Do you save money by gardening in the summer? If you’ve never tried it before, now is the perfect time to start. It doesn’t have to be intimidating — or expensive. Following our tips, you’ll be able to harvest your own fruits and vegetables, cutting your grocery bill and boosting your health.
Maximize Your Savings
There are different ways to make a garden successful, just like different homeowners have their own ideas of success. Someone interested in growing rare varieties of plants might not be as concerned with savings as someone who is gardening for financial benefits. So, how do you save as much as you can while growing tasty, nutritious food?
- Start small. Gardening is tough work. Weeding is a royal pain. So is managing bugs and other pests. A huge garden will overwhelm you with the effort required to keep it in tip-top shape, so start small. Select two or three plants if you’re just starting out. This will cut down on maintenance and expense.

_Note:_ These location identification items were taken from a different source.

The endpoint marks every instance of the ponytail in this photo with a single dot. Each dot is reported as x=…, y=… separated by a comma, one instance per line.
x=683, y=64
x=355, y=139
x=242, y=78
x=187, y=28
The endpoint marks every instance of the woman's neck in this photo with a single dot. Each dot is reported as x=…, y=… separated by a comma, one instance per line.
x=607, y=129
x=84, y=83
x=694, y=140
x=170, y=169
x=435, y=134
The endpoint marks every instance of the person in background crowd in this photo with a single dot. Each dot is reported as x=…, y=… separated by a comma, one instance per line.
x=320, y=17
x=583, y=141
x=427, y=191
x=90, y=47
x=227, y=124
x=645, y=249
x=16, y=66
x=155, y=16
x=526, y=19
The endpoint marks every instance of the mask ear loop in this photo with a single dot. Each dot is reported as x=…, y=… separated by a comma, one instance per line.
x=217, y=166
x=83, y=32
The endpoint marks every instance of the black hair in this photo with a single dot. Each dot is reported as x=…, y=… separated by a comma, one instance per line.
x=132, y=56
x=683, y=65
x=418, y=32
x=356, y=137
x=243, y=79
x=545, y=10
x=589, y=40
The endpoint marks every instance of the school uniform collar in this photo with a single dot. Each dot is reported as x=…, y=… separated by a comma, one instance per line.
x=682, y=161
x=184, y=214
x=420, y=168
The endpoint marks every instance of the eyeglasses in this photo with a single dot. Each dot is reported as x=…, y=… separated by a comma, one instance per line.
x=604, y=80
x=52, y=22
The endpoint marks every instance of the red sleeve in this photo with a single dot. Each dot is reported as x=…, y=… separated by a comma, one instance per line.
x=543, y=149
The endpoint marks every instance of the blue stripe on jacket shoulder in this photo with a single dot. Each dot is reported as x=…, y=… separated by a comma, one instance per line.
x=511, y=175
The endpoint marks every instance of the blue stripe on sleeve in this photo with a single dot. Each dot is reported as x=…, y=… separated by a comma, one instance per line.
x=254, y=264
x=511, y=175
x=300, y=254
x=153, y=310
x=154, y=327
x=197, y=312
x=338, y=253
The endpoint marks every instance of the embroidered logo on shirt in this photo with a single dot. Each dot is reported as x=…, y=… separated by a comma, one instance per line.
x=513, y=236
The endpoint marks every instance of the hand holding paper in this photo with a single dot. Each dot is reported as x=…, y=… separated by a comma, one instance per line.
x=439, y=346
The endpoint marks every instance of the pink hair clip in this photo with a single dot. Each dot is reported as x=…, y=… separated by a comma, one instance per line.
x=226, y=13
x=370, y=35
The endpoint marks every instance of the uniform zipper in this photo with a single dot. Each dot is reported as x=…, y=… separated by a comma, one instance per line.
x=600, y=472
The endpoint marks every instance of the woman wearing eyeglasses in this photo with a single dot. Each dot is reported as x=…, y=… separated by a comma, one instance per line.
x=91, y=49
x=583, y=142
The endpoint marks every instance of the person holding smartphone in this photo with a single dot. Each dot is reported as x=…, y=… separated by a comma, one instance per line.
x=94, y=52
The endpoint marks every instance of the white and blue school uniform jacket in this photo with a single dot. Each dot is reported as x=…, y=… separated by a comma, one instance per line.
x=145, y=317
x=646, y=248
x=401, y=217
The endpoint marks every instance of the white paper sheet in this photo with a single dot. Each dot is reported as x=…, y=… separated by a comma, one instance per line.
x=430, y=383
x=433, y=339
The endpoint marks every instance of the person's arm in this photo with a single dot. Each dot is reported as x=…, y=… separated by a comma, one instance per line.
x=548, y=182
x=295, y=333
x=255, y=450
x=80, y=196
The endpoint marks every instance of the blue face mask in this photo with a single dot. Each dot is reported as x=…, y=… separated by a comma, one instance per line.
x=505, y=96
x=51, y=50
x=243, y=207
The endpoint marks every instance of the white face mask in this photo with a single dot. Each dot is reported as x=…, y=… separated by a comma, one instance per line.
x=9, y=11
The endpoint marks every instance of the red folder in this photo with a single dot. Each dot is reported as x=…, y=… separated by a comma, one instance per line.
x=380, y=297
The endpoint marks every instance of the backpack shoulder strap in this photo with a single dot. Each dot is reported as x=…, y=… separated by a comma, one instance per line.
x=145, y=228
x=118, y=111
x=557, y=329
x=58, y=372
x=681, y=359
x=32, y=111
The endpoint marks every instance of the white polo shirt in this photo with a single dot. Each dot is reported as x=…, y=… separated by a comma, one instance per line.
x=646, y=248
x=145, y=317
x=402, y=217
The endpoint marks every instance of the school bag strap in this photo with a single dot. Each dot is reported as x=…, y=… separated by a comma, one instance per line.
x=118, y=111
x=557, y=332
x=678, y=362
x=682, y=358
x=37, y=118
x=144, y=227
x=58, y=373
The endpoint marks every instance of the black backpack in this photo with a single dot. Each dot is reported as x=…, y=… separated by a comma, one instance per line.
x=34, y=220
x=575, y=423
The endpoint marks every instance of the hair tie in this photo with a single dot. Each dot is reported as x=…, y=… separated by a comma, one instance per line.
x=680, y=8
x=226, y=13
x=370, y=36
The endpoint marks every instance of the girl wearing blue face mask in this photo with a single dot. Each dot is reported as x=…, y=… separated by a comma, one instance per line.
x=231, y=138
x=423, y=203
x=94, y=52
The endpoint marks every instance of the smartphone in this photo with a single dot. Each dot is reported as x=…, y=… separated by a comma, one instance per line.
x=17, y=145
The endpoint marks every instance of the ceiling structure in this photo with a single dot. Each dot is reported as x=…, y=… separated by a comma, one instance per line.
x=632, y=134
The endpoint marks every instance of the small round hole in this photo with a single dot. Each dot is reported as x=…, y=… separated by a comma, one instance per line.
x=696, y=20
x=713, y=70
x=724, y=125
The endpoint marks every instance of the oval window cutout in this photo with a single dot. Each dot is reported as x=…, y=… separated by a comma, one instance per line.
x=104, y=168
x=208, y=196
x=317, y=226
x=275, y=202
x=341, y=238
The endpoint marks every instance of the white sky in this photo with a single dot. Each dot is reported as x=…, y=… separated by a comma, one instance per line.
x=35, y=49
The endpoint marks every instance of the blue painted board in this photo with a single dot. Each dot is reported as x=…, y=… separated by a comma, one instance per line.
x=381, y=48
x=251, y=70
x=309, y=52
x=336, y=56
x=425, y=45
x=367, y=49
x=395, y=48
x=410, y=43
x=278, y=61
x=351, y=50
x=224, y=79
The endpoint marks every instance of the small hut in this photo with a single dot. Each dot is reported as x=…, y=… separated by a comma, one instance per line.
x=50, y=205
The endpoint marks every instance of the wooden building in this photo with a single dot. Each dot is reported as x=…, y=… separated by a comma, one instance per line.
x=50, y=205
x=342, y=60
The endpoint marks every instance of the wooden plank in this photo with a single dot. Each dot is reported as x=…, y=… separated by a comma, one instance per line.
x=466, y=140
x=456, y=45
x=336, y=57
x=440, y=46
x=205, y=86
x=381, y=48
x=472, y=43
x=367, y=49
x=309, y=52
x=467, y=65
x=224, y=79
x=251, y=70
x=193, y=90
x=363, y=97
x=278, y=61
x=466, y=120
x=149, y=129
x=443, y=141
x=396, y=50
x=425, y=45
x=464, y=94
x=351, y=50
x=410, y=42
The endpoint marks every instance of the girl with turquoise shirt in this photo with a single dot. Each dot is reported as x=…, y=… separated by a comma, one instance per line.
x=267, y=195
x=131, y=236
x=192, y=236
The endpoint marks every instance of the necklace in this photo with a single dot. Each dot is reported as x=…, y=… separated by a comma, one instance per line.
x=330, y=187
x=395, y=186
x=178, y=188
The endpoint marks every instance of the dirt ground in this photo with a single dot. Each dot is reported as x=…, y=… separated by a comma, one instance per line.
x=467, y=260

- Start smart. If you hate bell peppers, growing them won’t change your taste buds. Look at fruits and vegetables you really eat, and compare them with the effort and expense needed to grow them by yourself. High-yield, low-expense veggies include leafy greens, like romaine lettuce and spinach, herbs, hot peppers, tomatoes, green beans, cucumbers, and certain types of berries, like those highlighted by An Oregon Cottage.
- Put flowers to work. The bugs we talked about earlier? Some of them are actually good for your garden. You benefit by attracting more of them to your home. Savvy gardeners plant them in groups near their vegetables in order to encourage propagation. The resulting blooms also make beautiful additions to the garden and home.
Perfecting Garden Basics
The first year you plant vegetables and fruits will be the hardest, because it comes with the biggest learning curve. Don’t get down on yourself when you run into problems. Even Master Gardeners struggle with certain things. Follow these gardening basics, and you should get a fairly good yield your first time growing:
- Select a space in the sun. Most vegetables require 8 hours or more of direct sunlight a day to grow properly. You aren’t limited if you have a small – or non-existent – yard. If your yard doesn’t have one space that will work, use containers you move around or bring indoors.
- Test and treat your soil. Take a soil sample to your local extension office and have the quality tested. You’ll receive a description of factors, like acidity, which you can modify with the help of lime, compost and other products. A nursery can help you find the appropriate additives for your soil.
- Water and weed as needed. Weeding is important to keep your plants from being crowded out. Weeds will soak up the water and nutrients in the soil too, so your vegetables go without what they need to grow. How much water your plants require depend on the soil composition and plant variety, but generally, they should be good on an inch or so of water per week.
Over time, you’ll learn the nuances of the plants you bring into your garden. Some grow better with buddy plant combinations, like mint and cabbage. Others grow better with more or less water. Still other plants thrive with periodic doses of liquid fertilizer or after you harvest them the first time. Learning the basics allows you to get comfortable gardening for food and maximizing every dollar you spend on it in the future.